3. Apparatus as defined in claim 2, wherein said sparing means further includes failure detection means (111-116) for identifying the failed logic module, and MASK register means including a plurality of cells corresponding with said logic modules, respectively, said MASK register means being operable to store an identifying signal in the cell that corresponds with said failed module.

4. Apparatus as defined in claim 3 wherein said sparing means further includes initially disabled LAST register means for probing successive cells of said MASK register means to determine whether or not a logic module is being used for a second time; and trigger conditioning means for enabling said LAST register means only after the last available spare logic module is in use.

5. Apparatus as defined in claim 4, wherein said LAST register means includes counter means for representing the state of said LAST register means, and means responsive to said failure circuit means and said state register means for incrementing the count of said counter means.

6. Apparatus as defined in claim 4, wherein said sparing means includes TEMP counter means for monitoring successive failures occurring in the logic modules prior to the enabling of said LAST register means.

7. Apparatus as defined in claim 4, wherein each of said state registers includes three bistable cells for providing true and complement outputs, respectively;

and further wherein said MASK register means includes three MASK register control means associated with said state registers and said failure detection means, respectively, each of said control means including a plurality of AND circuits the number of which corresponds with the number of logic modules, respectively, said control means being operable to gate each of the six states of the associated state register with the output of the associated failure means.

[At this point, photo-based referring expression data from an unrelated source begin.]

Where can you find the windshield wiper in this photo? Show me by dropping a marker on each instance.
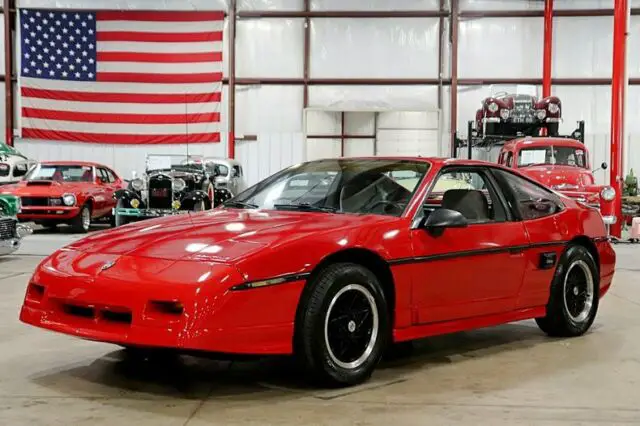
(305, 207)
(240, 204)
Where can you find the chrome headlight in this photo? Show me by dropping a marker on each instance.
(69, 199)
(179, 184)
(137, 184)
(608, 193)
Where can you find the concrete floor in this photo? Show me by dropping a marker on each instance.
(508, 375)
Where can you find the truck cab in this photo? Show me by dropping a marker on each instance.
(562, 164)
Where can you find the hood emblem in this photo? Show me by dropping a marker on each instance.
(107, 265)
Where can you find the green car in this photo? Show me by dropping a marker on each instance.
(11, 232)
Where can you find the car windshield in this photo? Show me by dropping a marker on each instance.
(61, 173)
(184, 163)
(361, 186)
(552, 155)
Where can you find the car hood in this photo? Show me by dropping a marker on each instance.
(559, 177)
(42, 188)
(219, 235)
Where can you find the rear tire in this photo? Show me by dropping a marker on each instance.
(342, 326)
(82, 222)
(574, 297)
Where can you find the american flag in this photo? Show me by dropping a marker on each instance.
(122, 77)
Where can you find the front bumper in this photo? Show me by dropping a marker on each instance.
(127, 305)
(54, 213)
(146, 213)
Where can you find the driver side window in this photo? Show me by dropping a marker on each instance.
(467, 192)
(531, 201)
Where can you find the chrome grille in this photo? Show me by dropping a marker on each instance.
(8, 228)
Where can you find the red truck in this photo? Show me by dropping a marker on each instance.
(563, 164)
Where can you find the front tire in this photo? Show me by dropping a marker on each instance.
(574, 299)
(343, 325)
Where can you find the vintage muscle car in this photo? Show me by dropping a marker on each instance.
(13, 164)
(11, 232)
(562, 164)
(333, 261)
(66, 192)
(171, 184)
(509, 114)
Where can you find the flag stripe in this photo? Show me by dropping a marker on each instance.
(143, 47)
(119, 139)
(92, 86)
(129, 77)
(159, 27)
(159, 37)
(159, 57)
(137, 107)
(120, 128)
(68, 95)
(160, 16)
(164, 68)
(89, 117)
(124, 77)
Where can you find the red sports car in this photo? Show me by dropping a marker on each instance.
(56, 192)
(333, 261)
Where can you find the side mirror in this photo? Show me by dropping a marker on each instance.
(441, 219)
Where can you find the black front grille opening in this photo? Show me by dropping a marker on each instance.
(116, 316)
(79, 311)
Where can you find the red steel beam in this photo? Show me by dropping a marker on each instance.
(231, 143)
(453, 122)
(617, 108)
(8, 71)
(548, 48)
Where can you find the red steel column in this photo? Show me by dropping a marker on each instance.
(231, 142)
(8, 71)
(548, 48)
(617, 107)
(454, 76)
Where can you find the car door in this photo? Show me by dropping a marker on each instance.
(472, 271)
(100, 190)
(541, 212)
(114, 184)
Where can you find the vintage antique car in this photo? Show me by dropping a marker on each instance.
(66, 192)
(11, 232)
(563, 164)
(521, 112)
(335, 261)
(171, 184)
(13, 164)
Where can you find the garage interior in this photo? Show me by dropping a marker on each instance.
(310, 79)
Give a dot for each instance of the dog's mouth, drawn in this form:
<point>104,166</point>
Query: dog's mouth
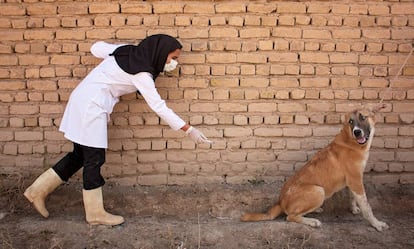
<point>362,140</point>
<point>360,136</point>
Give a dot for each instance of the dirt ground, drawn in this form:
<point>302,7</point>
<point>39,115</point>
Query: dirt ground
<point>202,216</point>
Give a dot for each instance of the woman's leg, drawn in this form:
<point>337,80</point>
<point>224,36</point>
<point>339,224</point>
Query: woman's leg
<point>92,192</point>
<point>71,163</point>
<point>94,158</point>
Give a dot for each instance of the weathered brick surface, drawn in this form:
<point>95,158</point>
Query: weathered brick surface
<point>268,82</point>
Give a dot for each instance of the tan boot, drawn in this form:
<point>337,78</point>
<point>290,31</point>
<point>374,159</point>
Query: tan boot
<point>41,187</point>
<point>95,212</point>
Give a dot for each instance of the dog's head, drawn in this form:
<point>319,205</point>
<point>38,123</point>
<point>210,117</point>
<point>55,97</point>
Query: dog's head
<point>360,125</point>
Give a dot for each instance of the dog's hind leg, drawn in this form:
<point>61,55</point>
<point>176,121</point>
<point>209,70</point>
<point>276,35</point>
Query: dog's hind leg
<point>354,206</point>
<point>304,200</point>
<point>367,212</point>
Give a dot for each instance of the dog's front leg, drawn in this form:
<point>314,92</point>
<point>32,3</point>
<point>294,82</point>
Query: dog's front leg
<point>367,213</point>
<point>354,206</point>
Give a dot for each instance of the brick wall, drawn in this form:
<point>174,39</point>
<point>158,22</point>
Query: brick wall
<point>268,82</point>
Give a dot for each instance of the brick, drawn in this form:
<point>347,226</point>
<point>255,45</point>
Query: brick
<point>309,57</point>
<point>373,59</point>
<point>378,10</point>
<point>130,34</point>
<point>402,34</point>
<point>261,156</point>
<point>153,180</point>
<point>318,8</point>
<point>287,32</point>
<point>204,107</point>
<point>346,33</point>
<point>268,132</point>
<point>11,35</point>
<point>316,34</point>
<point>24,109</point>
<point>9,60</point>
<point>199,8</point>
<point>237,132</point>
<point>296,132</point>
<point>403,107</point>
<point>254,33</point>
<point>261,8</point>
<point>262,107</point>
<point>283,57</point>
<point>343,58</point>
<point>65,60</point>
<point>230,7</point>
<point>345,82</point>
<point>291,7</point>
<point>41,9</point>
<point>12,10</point>
<point>232,107</point>
<point>198,83</point>
<point>136,8</point>
<point>402,9</point>
<point>39,35</point>
<point>104,8</point>
<point>223,32</point>
<point>314,82</point>
<point>284,82</point>
<point>376,33</point>
<point>42,85</point>
<point>254,82</point>
<point>380,83</point>
<point>291,107</point>
<point>221,58</point>
<point>255,58</point>
<point>189,33</point>
<point>28,136</point>
<point>73,9</point>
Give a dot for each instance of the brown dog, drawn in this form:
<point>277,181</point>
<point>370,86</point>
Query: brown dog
<point>340,164</point>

8. Apparatus as defined in claim 7, and further including a plurality of OR-circuit means for connecting groups of the outputs of said MASK register control means with the MASK register cells.

9. Apparatus as defined in claim 6, wherein said sparing means further includes state register setting means for setting the state registers in their new states, respectively, said setting means comprising three groups of normally disabled AND-circuits associated with said state registers, respectively, each of said AND-circuits having three inputs, clock means for applying an enabling signal to one input of each of said AND-circuits, OR-circuit means for applying the output signals of said TEMP register means and said LAST register means to second inputs or corresponding AND-circuits in each of said groups, respectively, and means for applying the failure signals to all of the third inputs of the AND-circuits of each of said groups, respectively, the outputs of each group of said AND-circuits being connected with the inputs to the cells of the associated state register means, respectively.

10. Apparatus as defined in claim 9, wherein each of said reconfiguration network means comprises a series of planes the number of which corresponds with the number of individual output lines of a logic module, each of said planes including a plurality of AND-circuits the number of which corresponds with the number of said logic modules, each of said AND-circuits including four input terminals one of which is the corresponding line from said logic module, and means connecting with the remaining three inputs of the AND-circuits of each plane the output lines that correspond with the different binary states of the corresponding state register, respectively.

11. Apparatus as defined in claim 2, wherein said computer system is of the triple modular redundancy type, said system including three each of said input and output busses, said reconfiguration network means, and said state register means;

and further wherein the total number of said logic modules is four, only three of said logic modules being active at a given time.